MOLECULES AND CELLS WORK TOGETHER
Now that’s teamwork.
The next fundamental concept (FC2) is one you are likely familiar with: working together.
How does all that stuff you memorized in FC1: keep its structural integrity, keep our ignored neighborly microbes swimming, and how did it all copy and grow into this state?
Honestly, FC2 is pretty easy. It takes the “advanced” biochemistry you just learned and rebuilds the same basic biological concepts you likely have been familiar.
Perhaps the trickiest new component is the reproductive system and developmental biology.
Don’t get lost in the forest: keep an eye on the trees. There are few details – aside from hormones or major cycle names – that won’t be provided with context clues.
ORGAN SYSTEMS BALANCE INSIDE WITH OUTSIDE
This truly is the good stuff.
The section you were waiting for.
Sadly, there isn’t much tested.
The final Fundamental Concept (FC3) probes how organ systems maintain homeostasis.
In short: watered down physiology.
By watered down, we literally mean it.
The MCAT loves pee.
I mean, it loves kidneys.
Moreover, it loves neuroscience and endocrinology, and a bit of respiration/circulation.
Understand the principles of the nervous system, dabbling into the musculoskeletal systems. Make a list of hormones and watch videos on the endocrine system, focusing on reproductive, neurological, and metabolic, stress, and digestive hormones.

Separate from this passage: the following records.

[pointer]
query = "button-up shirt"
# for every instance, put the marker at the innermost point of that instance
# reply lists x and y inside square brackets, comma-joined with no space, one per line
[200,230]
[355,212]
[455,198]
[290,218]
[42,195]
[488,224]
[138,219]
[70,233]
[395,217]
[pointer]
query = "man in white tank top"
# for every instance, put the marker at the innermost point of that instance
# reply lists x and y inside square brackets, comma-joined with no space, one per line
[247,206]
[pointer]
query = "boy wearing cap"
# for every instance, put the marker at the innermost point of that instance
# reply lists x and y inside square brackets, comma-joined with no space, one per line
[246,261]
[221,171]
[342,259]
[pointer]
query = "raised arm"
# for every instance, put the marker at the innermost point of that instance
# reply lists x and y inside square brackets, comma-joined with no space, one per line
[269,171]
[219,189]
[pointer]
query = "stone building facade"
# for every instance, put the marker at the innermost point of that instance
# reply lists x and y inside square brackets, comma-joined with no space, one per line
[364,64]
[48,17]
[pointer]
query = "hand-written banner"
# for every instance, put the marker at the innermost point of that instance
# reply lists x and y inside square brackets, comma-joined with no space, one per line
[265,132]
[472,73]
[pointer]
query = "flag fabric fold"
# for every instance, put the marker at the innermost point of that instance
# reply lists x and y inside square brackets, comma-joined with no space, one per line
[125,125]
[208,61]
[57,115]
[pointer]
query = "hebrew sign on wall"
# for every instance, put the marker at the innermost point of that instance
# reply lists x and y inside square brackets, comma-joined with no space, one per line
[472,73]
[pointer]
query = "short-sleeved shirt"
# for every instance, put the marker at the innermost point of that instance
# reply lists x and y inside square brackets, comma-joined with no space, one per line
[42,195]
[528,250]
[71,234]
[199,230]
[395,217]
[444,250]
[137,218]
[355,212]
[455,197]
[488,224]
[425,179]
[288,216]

Honestly, aside from a few names, studying for this section is pure entertainment. The MCAT clearly prefers FC1, FC2, and FC3 in said order.
DON’T FALL INTO A DETAIL TRAP
The MCAT is all about maximizing your score.
While C/P can be aced with practice and memorizing a list of equations: B/B is a different beast.
Like C/P, passages are still a means to an end and can sometimes be skimmed. However, B/B’s passages rely more on their context.
Understanding statistics – like in Psychology/Sociology – will get you more points than knowing every carbon structure of the PPP.
Here’s a recommended action plan:
Focus on C/P mastery, while entertaining yourself with conceptual B/B videos and reference material.
Start studying by going onto PubMed (our government’s “Google” for health research), and typing in your concept of the day.
Organize super complex jargon into the same fundamental building block language taught in FC1. It should be simple enough to explain to a 7-year-old. Next, look at articles’ tables and graphs and repeat this simplification process.
Then, create a concept map – eventually filling in details you never learned or have forgotten.
You are literally learning about yourself. Every concept is something you physically munch on every time you eat. Point at yourself.
Just like your body simplifies that complex piece of meat to build up the evermore intricate you; simplify your learnings. Simplify the MCAT.